TIP: Laws authorizing the use of surrogacy agreements have not been enacted in all states.

Can the birth mother find adoptive parents without breaking the law?

Yes. The birth mother, her parents or guardian, or other close relative may seek out adoptive parents.

Can an adopted child sue the placement agency if they were placed in an unfit home?

Yes. It may be possible to file a lawsuit against an agency for negligent placement, if the agency did not fulfill its responsibilities to investigate the adoptive parents.

Sidebar: Once the adoption is finalized, the placement agency has no duty to continue to supervise, investigate, or protect the child. Of course, the placement agency (typically the state's child protective service agency) has a duty to protect the welfare of a child in foster care prior to adoption.

Can an adoption agency charge a fee for placing a baby?

Yes. A private placement agency may charge for its actual fees and expenses, and is allowed to establish a sliding scale based on the adoptive parents' gross income. The formula varies according to state laws.

Laws prohibit charging fees unrelated to the adoption. Adoption-related fees are typically limited to the birth mother's medical and legal expenses, plus other expenses incurred as a result of pregnancy (maternity clothes, for example). An adoption agency can also charge prospective parents for legal fees the agency incurs, an application fee, the cost of required home studies and reports, the cost of parental training, and the cost of counseling to all the parties involved.

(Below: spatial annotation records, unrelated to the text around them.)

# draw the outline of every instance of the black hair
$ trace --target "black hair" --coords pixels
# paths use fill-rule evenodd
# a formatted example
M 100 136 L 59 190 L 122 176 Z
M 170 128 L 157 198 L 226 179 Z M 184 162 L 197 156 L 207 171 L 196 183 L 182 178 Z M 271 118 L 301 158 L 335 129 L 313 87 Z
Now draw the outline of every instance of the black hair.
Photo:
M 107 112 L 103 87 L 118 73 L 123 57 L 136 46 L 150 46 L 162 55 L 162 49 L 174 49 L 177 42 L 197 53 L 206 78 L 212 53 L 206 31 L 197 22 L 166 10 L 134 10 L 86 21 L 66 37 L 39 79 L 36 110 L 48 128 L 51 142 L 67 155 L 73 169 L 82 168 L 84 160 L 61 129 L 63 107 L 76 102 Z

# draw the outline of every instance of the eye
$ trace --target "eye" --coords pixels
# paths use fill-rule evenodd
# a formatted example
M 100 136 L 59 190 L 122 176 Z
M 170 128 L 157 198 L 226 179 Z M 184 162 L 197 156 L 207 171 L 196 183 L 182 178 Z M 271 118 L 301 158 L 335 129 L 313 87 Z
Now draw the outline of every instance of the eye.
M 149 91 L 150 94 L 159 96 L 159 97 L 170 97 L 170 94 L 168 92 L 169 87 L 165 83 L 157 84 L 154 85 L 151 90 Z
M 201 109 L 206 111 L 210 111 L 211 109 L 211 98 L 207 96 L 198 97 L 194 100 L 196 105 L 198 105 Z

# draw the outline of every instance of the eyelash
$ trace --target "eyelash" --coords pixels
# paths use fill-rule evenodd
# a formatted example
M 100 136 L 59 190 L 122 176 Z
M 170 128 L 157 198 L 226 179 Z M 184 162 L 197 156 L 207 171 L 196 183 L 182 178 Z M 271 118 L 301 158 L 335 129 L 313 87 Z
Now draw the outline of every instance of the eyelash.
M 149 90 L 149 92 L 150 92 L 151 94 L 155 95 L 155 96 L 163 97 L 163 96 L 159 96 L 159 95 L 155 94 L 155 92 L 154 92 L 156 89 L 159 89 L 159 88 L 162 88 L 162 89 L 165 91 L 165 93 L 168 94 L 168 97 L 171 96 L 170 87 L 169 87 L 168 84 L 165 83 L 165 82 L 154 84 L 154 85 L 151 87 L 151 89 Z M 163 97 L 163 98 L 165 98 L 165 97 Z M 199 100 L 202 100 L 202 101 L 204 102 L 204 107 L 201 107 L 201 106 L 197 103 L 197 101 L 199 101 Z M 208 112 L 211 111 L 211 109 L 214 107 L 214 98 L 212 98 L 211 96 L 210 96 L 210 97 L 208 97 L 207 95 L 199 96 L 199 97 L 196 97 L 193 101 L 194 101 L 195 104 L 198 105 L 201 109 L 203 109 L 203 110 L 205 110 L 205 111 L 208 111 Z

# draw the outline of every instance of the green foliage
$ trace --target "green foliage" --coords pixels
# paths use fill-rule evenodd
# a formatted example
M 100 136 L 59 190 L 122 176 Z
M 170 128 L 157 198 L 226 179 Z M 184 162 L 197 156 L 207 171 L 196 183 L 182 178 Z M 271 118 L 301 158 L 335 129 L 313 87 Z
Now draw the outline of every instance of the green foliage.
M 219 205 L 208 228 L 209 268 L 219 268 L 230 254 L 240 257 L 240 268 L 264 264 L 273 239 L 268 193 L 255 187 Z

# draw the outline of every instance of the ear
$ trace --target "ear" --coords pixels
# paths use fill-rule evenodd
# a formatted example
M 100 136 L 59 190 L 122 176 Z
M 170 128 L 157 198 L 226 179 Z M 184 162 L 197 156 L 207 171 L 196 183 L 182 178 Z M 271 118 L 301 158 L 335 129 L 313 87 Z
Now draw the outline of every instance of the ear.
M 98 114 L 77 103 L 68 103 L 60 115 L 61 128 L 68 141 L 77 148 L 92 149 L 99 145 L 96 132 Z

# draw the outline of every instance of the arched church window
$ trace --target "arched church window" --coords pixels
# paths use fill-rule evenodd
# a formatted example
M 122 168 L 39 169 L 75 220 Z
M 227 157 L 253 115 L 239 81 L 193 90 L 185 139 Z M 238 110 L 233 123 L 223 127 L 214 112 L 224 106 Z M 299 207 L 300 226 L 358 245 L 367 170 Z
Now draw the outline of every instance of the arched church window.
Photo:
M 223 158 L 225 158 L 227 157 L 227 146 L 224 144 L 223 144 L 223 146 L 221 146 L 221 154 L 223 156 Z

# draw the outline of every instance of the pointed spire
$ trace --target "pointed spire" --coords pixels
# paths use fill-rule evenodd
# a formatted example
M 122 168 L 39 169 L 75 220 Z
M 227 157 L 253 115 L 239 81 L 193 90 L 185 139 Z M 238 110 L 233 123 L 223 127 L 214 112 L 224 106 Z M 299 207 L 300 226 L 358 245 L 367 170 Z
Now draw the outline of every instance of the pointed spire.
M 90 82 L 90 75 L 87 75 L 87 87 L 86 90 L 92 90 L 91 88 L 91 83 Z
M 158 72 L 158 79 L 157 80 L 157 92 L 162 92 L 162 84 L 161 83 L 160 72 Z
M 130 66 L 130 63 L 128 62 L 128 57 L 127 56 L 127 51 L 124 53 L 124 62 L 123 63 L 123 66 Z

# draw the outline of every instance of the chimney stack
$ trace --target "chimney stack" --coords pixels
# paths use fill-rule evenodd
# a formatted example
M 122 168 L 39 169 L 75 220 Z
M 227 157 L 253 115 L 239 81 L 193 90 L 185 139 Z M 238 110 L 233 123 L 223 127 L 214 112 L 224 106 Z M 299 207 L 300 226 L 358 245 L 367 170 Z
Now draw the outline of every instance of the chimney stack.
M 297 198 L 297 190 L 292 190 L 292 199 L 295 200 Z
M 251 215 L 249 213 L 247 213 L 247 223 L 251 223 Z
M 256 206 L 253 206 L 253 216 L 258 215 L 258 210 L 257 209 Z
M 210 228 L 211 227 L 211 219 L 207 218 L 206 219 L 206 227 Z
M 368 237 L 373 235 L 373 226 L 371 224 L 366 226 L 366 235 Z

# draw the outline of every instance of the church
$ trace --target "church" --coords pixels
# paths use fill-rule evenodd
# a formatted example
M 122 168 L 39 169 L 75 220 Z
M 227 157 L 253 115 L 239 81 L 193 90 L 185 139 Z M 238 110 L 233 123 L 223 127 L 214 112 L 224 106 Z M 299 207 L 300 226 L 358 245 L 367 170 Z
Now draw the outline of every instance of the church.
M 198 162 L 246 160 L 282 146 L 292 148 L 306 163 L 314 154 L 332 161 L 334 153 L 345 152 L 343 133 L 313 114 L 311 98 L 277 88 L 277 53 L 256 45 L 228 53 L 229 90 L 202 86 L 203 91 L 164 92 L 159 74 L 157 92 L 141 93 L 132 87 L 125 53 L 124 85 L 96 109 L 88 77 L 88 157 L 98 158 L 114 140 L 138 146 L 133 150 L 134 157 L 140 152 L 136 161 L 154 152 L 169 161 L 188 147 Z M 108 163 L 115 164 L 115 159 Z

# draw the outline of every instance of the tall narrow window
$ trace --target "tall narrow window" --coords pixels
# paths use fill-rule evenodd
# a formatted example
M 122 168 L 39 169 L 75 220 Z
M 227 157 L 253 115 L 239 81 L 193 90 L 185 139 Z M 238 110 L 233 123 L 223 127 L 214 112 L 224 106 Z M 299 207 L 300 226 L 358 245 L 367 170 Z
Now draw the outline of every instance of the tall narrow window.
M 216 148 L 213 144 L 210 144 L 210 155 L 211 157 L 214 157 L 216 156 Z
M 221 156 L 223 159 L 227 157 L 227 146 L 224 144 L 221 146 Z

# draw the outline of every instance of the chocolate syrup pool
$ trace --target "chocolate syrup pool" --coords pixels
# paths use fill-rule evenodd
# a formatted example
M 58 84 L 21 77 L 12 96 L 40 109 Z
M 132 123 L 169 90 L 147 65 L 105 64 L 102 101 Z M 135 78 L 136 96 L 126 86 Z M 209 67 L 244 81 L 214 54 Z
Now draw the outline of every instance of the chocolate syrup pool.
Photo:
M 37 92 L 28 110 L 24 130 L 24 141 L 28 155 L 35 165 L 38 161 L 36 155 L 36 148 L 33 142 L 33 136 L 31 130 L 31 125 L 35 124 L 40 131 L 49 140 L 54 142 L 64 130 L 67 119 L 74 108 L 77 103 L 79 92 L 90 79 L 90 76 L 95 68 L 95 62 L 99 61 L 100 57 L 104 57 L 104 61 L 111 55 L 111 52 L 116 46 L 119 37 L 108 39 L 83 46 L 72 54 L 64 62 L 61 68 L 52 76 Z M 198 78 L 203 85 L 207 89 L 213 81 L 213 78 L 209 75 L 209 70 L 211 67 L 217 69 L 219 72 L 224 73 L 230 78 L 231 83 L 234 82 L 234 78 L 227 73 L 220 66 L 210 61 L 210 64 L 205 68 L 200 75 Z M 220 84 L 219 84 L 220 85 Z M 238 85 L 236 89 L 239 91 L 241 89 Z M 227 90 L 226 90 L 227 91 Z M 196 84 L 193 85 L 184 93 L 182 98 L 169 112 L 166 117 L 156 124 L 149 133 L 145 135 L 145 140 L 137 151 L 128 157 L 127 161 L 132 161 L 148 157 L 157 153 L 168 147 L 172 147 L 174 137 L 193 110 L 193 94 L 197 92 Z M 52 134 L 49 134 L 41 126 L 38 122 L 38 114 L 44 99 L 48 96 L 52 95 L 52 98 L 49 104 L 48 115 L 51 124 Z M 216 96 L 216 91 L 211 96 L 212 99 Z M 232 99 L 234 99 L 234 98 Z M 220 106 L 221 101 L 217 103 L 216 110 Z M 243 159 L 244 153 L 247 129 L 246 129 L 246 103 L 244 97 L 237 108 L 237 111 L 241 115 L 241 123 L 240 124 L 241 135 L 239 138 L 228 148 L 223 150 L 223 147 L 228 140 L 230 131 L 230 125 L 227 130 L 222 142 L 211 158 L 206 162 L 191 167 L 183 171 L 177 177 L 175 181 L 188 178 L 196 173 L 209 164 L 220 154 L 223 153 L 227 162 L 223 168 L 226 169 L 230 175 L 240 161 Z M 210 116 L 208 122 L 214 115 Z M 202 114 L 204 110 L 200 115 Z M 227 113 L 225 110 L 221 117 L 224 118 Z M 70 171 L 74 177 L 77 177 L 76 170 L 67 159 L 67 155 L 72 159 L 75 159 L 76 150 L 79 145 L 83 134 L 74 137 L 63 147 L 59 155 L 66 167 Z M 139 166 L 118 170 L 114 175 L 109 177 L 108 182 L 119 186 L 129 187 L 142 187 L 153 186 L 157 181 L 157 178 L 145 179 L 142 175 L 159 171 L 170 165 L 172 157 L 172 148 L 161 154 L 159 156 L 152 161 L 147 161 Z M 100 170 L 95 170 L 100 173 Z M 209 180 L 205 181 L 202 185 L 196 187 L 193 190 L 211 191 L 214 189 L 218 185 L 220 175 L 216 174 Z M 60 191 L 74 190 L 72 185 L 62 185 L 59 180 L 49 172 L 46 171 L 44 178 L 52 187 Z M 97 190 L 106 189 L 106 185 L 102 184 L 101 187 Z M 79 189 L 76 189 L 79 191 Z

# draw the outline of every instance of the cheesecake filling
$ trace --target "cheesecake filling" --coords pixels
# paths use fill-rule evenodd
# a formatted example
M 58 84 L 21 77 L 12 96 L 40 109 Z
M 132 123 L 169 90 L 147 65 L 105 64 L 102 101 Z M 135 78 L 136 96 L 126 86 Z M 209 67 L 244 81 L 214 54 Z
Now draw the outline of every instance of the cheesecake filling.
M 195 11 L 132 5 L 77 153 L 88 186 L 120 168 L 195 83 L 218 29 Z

Sidebar: There are laws that list allowable birth mother expenses. Payment of the following expenses are generally permitted:

  • living expenses such as rent, food, utilities, and clothing (typically there is maximum per month);
  • medical expenses including prenatal care, delivery, and other pregnancy-related medical expenses (post pregnancy medical care for a number of weeks is usually allowable);
  • transportation to access medical, legal, counseling and adoption services;
  • legal services related to the termination of parental rights and adoption process;
  • counseling to assure that the mother is aware of her rights and is not being coerced; and
  • expenses relating to educational, vocational, recreational, and religious services up to a certain amount.

What does a birth mother have to pay to give a baby up for adoption?

Nothing. A birth mother is never charged a fee. The adopting parents pay for all expenses.

Sidebar: Paying a birth mother's expenses is not the same as "purchasing" a baby, which is illegal. Paying the birth mother a lump sum after the child is born equates to buying the baby. Additionally, "cash up front" is typically considered an illegal payment.

My spouse wants to adopt a child and I do not. Can they adopt the child on their own?

No. Since you are his spouse, you are required to participate in the adoption. When one of the parties is married, the petition to adopt must include both spouses.

Can same-sex couples adopt a child?

Yes, though laws vary from state to state.

Can a child be "unadopted?"

Since adoption is a legal process, and legal processes can be undone, some state laws may allow adoptive parents to revoke the adoption. We suggest you review your applicable state law.